Cruise—Cruise admitted to filing false federal report omitting pedestrian dragging, paid $500K criminal fine
Cruise filed documents with NHTSA that omitted the fact that its robotaxi had dragged the pedestrian 20 feet. During an October 3, 2023 meeting with the California DMV, Cruise showed video only up to the first stop, concealing the subsequent dragging. The company did not correct the report for 10 days. Cruise agreed to a deferred prosecution agreement and $500,000 criminal fine, plus $1.5 million NHTSA fine and $112,500 CPUC settlement.
Scoring Impact
| Topic | Direction | Relevance | Contribution |
|---|---|---|---|
| Consumer Protection | -against | secondary | -0.50 |
| Corporate Transparency | -against | primary | -1.00 |
| Overall incident score = | -1.128 | ||
Score = avg(topic contributions) × significance (critical ×2) × confidence (0.75)
Evidence (3 signals)
Cruise agreed to $500K criminal fine for filing false NHTSA report omitting pedestrian dragging
Cruise agreed to a deferred prosecution agreement and $500,000 criminal fine after admitting to filing an incomplete report with NHTSA that omitted the dragging of a pedestrian. During an October 3 meeting with California DMV, Cruise showed only partial video footage, concealing the dragging. The report was not corrected for 10 days. Additional penalties included $1.5M NHTSA fine and $112,500 CPUC settlement.
Cruise admitted to filing false report, concealed dragging video from California DMV for 10 days
ABC7 reported that Cruise admitted to filing a false report about the October 2023 robotaxi pedestrian dragging. During an October 3 videoconference with NHTSA, employees omitted the dragging from their verbal summary. The 1-day-report submitted to NHTSA also omitted the dragging.

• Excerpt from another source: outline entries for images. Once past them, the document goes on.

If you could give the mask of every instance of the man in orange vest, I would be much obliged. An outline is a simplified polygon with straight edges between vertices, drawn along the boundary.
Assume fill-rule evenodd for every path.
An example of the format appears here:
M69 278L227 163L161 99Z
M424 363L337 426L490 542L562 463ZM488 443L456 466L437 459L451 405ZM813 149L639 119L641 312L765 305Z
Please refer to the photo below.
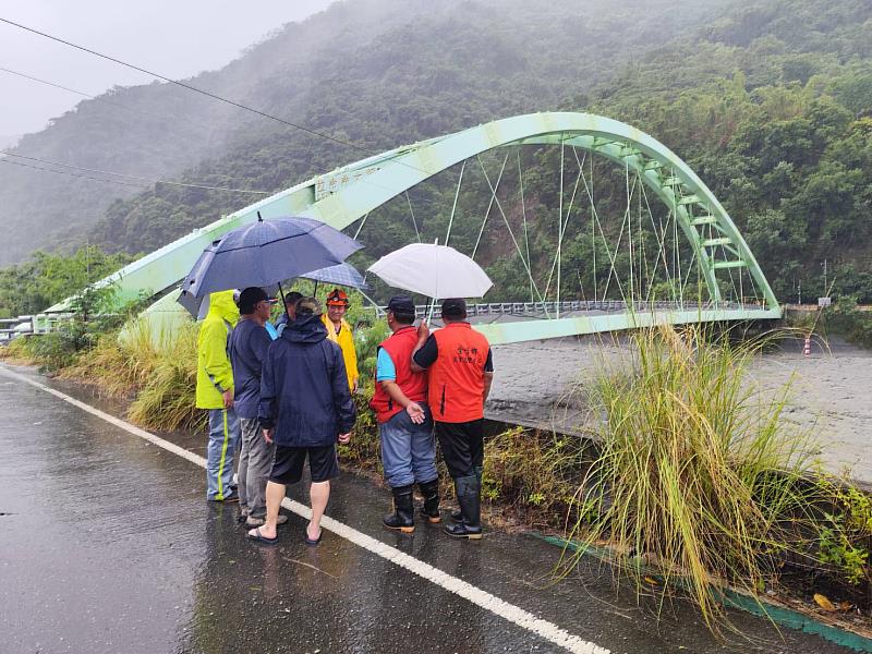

Cruise did not correct the record for 10 days.
DOJ announced Cruise admitted to filing false federal report omitting pedestrian dragging, agreed to pay $500K fine
The US Department of Justice announced that Cruise admitted to submitting a false report to NHTSA with intent to impede the federal investigation. Cruise held a videoconference with NHTSA the morning after the October 2023 crash but omitted the dragging from their verbal summary. A video they attempted to show had 'technical difficulties' that cut the dragging portion. Written reports also omitted the dragging. Cruise agreed to pay $500,000 and accept criminal responsibility.